Clive Palmer knew he spent too much, court told
CLIVE Palmer knew he was forbidden from spending more than $12m of Chinese cash on himself but did it anyway, a court has heard.
CLIVE Palmer knew he was forbidden from spending more than $12 million of Chinese cash on himself and his quest for political power but did it anyway and then “hastily” tried to cover up his misappropriation, a court has heard.
Queensland Supreme Court judge David Jackson late yesterday adjourned the civil trial in which the Palmer United Party leader is defending allegations of fraud and dishonesty levelled by his Chinese business partners, Citic Pacific.
Citic’s barrister Andrew Bell SC used the resources tycoon’s decision not to testify to urge Justice Jackson to rule against Mr Palmer and infer he acted dishonestly, rather than making an honest mistake, when he made the $10m and $2.167m payments in August and September last year.
The PUP leader will now be forced to wait until next year for the judgment — a ruling that will be keenly watched by West Australian police, who have launched a preliminary fraud probe into the contentious payments.
Mr Palmer has repeatedly and strenuously denied any wrongdoing in the battle between the two partners in the huge Sino Iron project in Western Australia’s Pilbara region — his company Mineralogy and Citic.
He claims Citic’s lawsuit is politically and commercially motivated and that the Chinese have failed to pay him $700m in mining royalties.
The federal MP withdrew $12.167m in Citic funds from a Mineralogy bank account — the “Port Palmer Operations” account — which had been established to cover expenses from the West Australian port linked to the iron ore project.

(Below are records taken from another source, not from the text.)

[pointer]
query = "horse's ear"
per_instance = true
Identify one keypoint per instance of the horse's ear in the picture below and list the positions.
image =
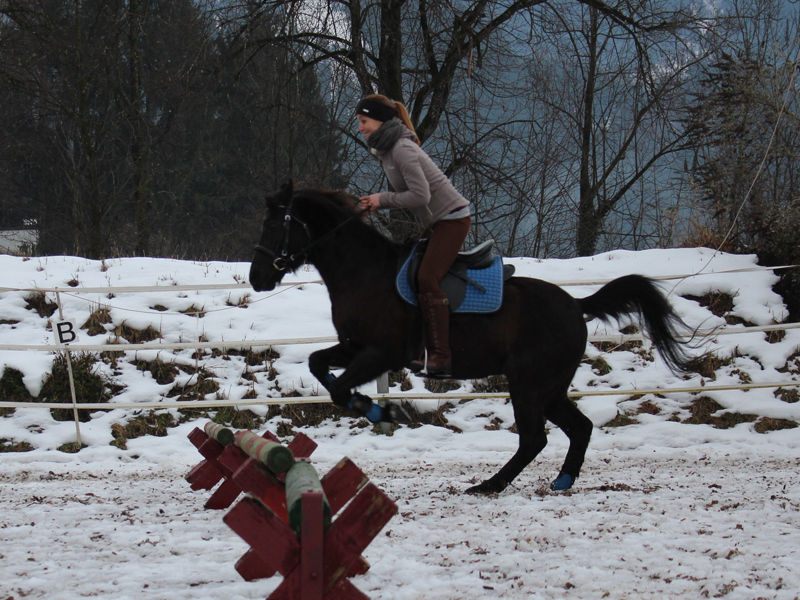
(349, 201)
(287, 189)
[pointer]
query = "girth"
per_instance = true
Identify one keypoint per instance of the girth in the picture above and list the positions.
(465, 277)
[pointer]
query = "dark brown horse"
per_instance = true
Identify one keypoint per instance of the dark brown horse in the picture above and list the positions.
(537, 338)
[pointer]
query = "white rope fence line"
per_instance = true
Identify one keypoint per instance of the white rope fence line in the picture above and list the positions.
(125, 347)
(232, 286)
(395, 396)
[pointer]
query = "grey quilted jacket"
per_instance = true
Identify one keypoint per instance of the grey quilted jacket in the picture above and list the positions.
(419, 184)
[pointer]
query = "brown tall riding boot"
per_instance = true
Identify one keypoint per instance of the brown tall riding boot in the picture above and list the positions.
(436, 313)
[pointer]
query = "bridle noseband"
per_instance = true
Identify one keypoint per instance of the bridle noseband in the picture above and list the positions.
(282, 260)
(279, 262)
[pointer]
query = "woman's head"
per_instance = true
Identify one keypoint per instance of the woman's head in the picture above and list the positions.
(374, 110)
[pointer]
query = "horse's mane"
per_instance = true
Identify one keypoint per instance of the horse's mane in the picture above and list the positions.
(341, 205)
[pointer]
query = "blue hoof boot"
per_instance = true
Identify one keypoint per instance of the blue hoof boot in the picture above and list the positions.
(564, 482)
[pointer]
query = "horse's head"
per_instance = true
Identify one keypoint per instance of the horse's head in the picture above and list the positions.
(280, 247)
(297, 221)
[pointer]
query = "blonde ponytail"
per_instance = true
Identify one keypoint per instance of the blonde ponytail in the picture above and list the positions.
(402, 113)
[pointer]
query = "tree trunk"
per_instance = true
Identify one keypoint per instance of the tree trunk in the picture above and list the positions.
(588, 223)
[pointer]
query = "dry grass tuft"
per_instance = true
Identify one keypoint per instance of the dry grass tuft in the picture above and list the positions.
(39, 303)
(94, 324)
(703, 409)
(90, 385)
(766, 424)
(136, 336)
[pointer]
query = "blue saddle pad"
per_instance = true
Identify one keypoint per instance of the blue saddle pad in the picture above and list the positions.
(476, 300)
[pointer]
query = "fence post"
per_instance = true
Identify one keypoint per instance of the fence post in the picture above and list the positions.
(383, 388)
(71, 379)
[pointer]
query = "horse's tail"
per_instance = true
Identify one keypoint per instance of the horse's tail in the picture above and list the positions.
(635, 294)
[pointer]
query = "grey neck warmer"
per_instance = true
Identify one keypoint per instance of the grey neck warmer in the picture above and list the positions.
(387, 135)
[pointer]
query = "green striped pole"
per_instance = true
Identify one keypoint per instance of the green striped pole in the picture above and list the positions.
(220, 433)
(276, 457)
(302, 478)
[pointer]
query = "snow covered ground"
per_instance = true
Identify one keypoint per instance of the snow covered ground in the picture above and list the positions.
(663, 508)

Mr Palmer paid $4m to advertising company Media Circus and allegedly “funnelled” $6m through his Cosmo Developments company into the PUP. The crux of the legal conflict is whether the bank account was a trust — as argued by Citic — and whether Mr Palmer “procured” a breach of trust by making the payments. Citic insists the cash should only have been used for port management.
Mr Palmer’s barrister, Simon Couper QC, said the fund was a Mineralogy account and “there is no basis to find monies paid to the administration fund are trust monies”.
He said in order to prove Mr Palmer knew he was procuring a breach of trust, it must be proven that he knew the account was a trust and knew that the money was not Mineralogy’s to use as it saw fit.
The MP’s legal team has urged Justice Jackson not to make findings of fraud or dishonesty against Mr Palmer, arguing that Citic could still achieve its objective — financial compensation — without that ruling.
Dr Bell yesterday continued to highlight what he says is the “powerful” evidence of Mr Palmer’s “dishonesty”: a “Port Management Services Agreement” signed by Mr Palmer in April or May this year, but backdated to June last year.
“This was (a document created) fairly rapidly and in haste to justify what Mr Palmer knew was unjustifiable,” Dr Bell said.
On the trust issue, Dr Bell said a facilities deed, signed by Mr Palmer, stated that the administration fund was only to be used for port management.
Justice Jackson challenged the notion that simply because the deed bore Mr Palmer’s signature, the mining magnate knew every detail of the document.
Dr Bell said Mr Palmer knew the “core elements” of the deed, because he was the sole director of Mineralogy at the time, the port chief executive reported to him, and he was copied in on the port’s budget for last year.
Mr Palmer yesterday issued a media statement accusing News Corp Australia, publisher of The Australian, of biased coverage of the trial. He repeated allegations the court case was a “witch-hunt”.
Justice Jackson yesterday adjourned the trial to a date to be fixed.